Juneteenth: History and Challenge

“To be honest, it is only this year 2021 that I have finally realized what the Juneteenth celebration is all about though I have heard about it before now,” writes San Antonio Brigidine, Agnes Oman.  Juneteenth derives its name from June 19, 1865 – the day that the U.S. General Gordon Granger informed the enslaved people of Galveston, Texas, that they were officially free persons, and by extension it marked the end of slavery in Texas and all the Confederate States.

Notice that it took over two and half years from the time Lincoln signed the Emancipation Proclamation for this to be widely known and recognized!   Over the years, except for in the African American community, little was known of this historical event.  The same could be said of the Tulsa, OK massacres, one hundred years ago this year, when a whole black community in that city was decimated.  It is another sad reflection on our history and there certainly is symbolism in that delay!

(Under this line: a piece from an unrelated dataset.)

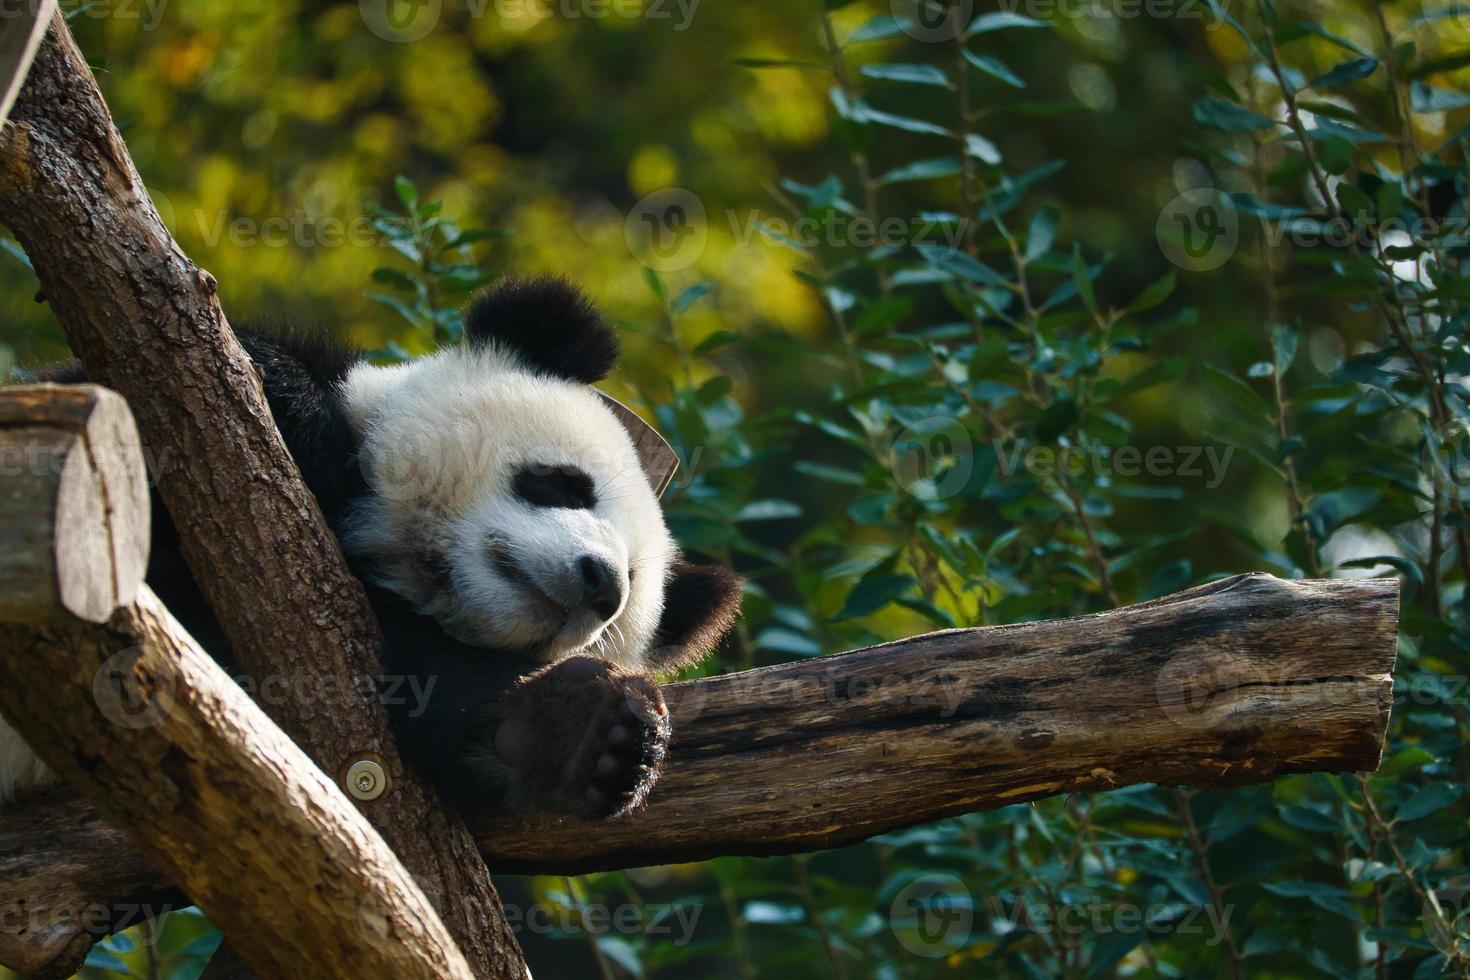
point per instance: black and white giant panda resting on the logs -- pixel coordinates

This year, President Biden signed the June National Independence Day Act into law.  Juneteenth has now become a national holiday.  Harvard professor and historian, Jarvis Givens, says that “a confluence of national politics, grief and outrage following the murders of back Americans by police brought the holiday of Juneteenth to a new prominence across the country.”

However, Agnes goes on to share, “Having listened to Fr. Bryan Massingale for three evenings recently, at the Oblate Summer Institute on the theme, “Racism: A Soul Sickness,” I am deeply aware of how much more needs to be done to achieve racial justice in this country. I am very aware also how being white brings us many privileges that I don’t always realize.  I have no idea what it is really like for African Americans in 21st century America. I have not walked in their shoes. But I certainly learned a lot at the summer institute. We have come a long way but we still have a long way to go to have true equality.  I question what it is that I need to do and how I can help to make change happen in the way African Americans are treated.”

All of us are challenged to be people, like Rosa Parks who refused to give up her seat in that bus in Montgomery, or Congressman John Lewis, recently deceased, who led the march across the infamous bridge in Selma, and called in his dying wish for his followers “to make good trouble.”